Ed25519 vs bls performance

SAFE network uses two types of asymmetric keys, ED25519 keys and BLS keys.

Sometimes the choice may be due to functionality, eg multisig is built in to bls whereas ed25519 requires custom code to do multisig.

Sometimes the choice may be due to performance (otherwise why not just use bls everywhere?).

Out of curiosity I had a look at how much difference there is between the two for signing and verifying.

All values are in microseconds per signature/verification, and is the average of 1000 samples. BLS is using a single keypair, ie not requiring any combining of signature shares, as a standard safecoin wallet would be doing.

BLS ED25519 BLS/ED25519
Sign 32 bytes 2220.78 19.36 114.72
Sign 1 MiB 5822.96 5826.58 1.00
Verify 32 bytes sig 5983.90 50.52 118.45
Verify 1 MiB sig 9478.69 2624.92 3.61

Signing small messages, BLS is about 100 times slower.

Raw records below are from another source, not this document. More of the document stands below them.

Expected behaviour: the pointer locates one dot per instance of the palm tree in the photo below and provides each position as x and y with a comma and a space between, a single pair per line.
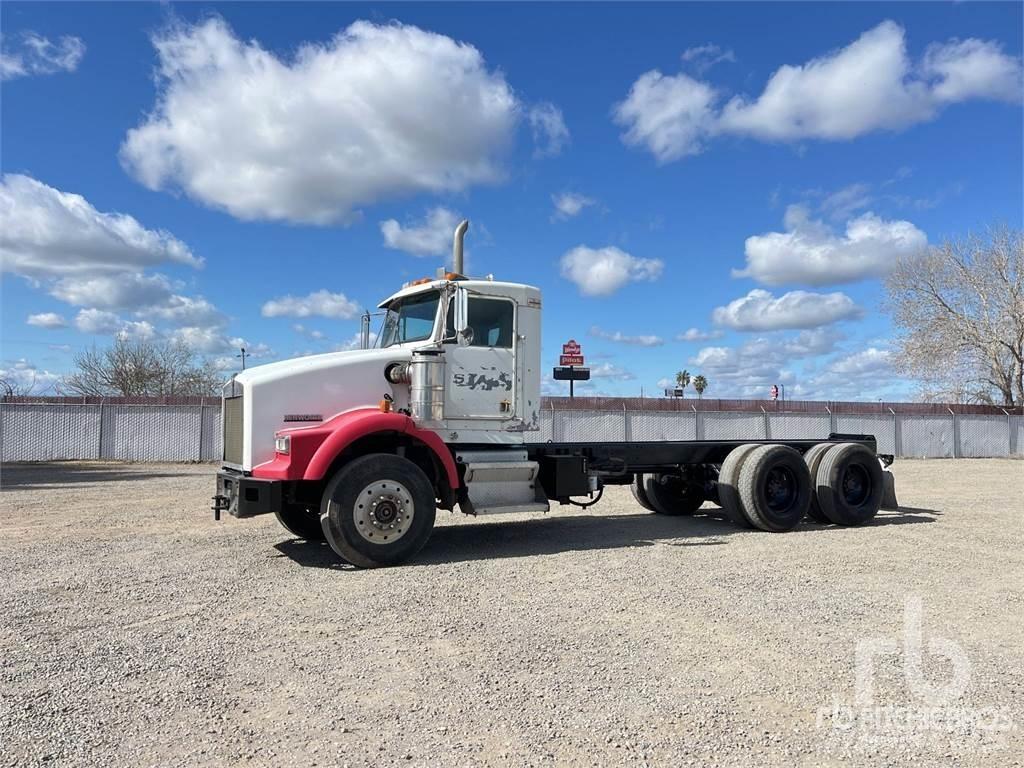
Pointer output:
683, 380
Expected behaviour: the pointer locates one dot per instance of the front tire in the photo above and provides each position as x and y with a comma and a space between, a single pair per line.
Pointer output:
302, 522
378, 510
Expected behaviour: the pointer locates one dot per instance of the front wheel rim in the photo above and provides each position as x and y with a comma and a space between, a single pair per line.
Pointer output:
383, 512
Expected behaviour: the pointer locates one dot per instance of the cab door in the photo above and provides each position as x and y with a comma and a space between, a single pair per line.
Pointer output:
481, 374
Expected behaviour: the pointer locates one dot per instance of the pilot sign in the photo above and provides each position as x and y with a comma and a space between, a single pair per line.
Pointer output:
571, 353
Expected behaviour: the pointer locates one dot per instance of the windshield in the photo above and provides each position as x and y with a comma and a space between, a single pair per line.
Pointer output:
411, 318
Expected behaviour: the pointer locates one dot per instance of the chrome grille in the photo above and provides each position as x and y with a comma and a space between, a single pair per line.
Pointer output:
232, 418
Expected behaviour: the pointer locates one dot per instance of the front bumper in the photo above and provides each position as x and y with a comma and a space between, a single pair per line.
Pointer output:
242, 496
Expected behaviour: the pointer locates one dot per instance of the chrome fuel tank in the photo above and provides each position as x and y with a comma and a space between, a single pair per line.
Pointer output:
426, 399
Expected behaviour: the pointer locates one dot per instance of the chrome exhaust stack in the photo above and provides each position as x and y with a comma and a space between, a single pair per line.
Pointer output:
457, 247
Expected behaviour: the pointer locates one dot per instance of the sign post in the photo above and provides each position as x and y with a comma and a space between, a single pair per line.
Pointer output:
570, 366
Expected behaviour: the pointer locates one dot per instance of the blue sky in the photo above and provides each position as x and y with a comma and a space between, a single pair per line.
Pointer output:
715, 187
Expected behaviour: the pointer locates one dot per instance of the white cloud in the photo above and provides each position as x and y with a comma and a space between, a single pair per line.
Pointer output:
35, 54
185, 310
962, 70
431, 237
868, 360
610, 371
702, 57
621, 338
669, 115
310, 333
123, 291
47, 232
25, 378
870, 85
207, 340
379, 111
49, 321
137, 330
550, 132
354, 342
811, 253
695, 334
601, 271
568, 205
760, 310
98, 323
752, 368
843, 204
321, 303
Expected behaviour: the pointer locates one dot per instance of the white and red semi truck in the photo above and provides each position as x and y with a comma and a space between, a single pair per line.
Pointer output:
361, 448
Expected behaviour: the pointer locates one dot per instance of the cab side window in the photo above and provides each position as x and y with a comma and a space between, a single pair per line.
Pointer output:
492, 321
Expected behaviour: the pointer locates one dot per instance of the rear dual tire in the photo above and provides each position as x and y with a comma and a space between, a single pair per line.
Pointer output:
669, 495
849, 484
772, 486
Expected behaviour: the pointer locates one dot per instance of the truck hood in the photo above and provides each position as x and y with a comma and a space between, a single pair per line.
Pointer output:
305, 391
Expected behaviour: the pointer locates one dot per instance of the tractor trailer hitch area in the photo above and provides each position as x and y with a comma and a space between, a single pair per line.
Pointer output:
360, 449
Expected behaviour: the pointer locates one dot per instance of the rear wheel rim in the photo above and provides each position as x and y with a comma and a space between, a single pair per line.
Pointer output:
780, 488
383, 512
856, 485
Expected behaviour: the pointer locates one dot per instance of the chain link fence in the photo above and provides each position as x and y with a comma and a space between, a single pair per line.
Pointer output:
189, 432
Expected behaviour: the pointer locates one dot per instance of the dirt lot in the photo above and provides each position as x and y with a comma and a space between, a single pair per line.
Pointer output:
137, 631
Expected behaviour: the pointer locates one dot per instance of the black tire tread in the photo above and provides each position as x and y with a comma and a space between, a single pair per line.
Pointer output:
359, 472
300, 522
813, 459
753, 465
639, 494
728, 494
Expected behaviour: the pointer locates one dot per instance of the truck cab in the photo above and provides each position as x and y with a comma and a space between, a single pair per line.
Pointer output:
449, 391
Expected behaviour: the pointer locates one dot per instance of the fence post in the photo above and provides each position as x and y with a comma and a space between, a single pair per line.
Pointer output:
202, 422
897, 435
99, 440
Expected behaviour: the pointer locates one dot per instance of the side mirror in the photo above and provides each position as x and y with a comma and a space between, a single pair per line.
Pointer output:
463, 333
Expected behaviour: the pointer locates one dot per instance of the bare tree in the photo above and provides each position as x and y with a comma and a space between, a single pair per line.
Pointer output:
134, 368
960, 310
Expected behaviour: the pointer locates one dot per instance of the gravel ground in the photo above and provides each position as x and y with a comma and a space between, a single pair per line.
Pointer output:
137, 631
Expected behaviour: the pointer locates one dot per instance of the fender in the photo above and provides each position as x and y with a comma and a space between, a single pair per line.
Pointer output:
314, 449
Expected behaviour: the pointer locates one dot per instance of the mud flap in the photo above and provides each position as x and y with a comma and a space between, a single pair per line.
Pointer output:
889, 491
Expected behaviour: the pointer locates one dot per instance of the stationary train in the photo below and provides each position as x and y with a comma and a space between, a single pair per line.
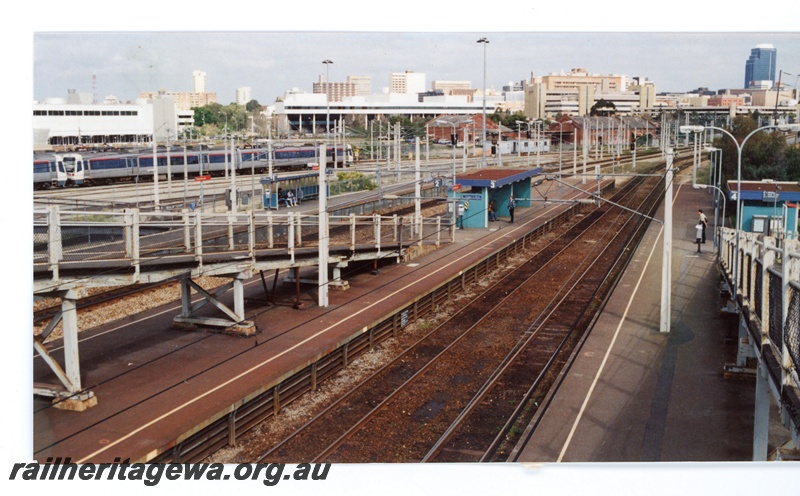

Signing large messages, they are identical, which was a big surprise to me.

Verifying signatures of small messages BLS is about 100 times slower.

Verify signatures of large messages BLS is about 3 times slower.

The info is I suppose not produced with any intention in mind, but I thought it was interesting to see the difference so I’ll put the figures here.


Me too, I had thought bls always slower. BTW @mav were these done using the libs we are using? I know some BLS impl’s are quite a bit slower again.



Code is here: GitHub - iancoleman/ed25519_vs_bls_key_benchmarks: Compare performance of ed25519_dalek and threshold_crypto bls keys.

ed25519-dalek = "1.0.0"
threshold_crypto = "0.4.0"

Not sure if there’s any significant difference between ed25519-dalek 1.0.0 vs 1.0.0-pre.3 as used in maidsafe/routing, but I assume not.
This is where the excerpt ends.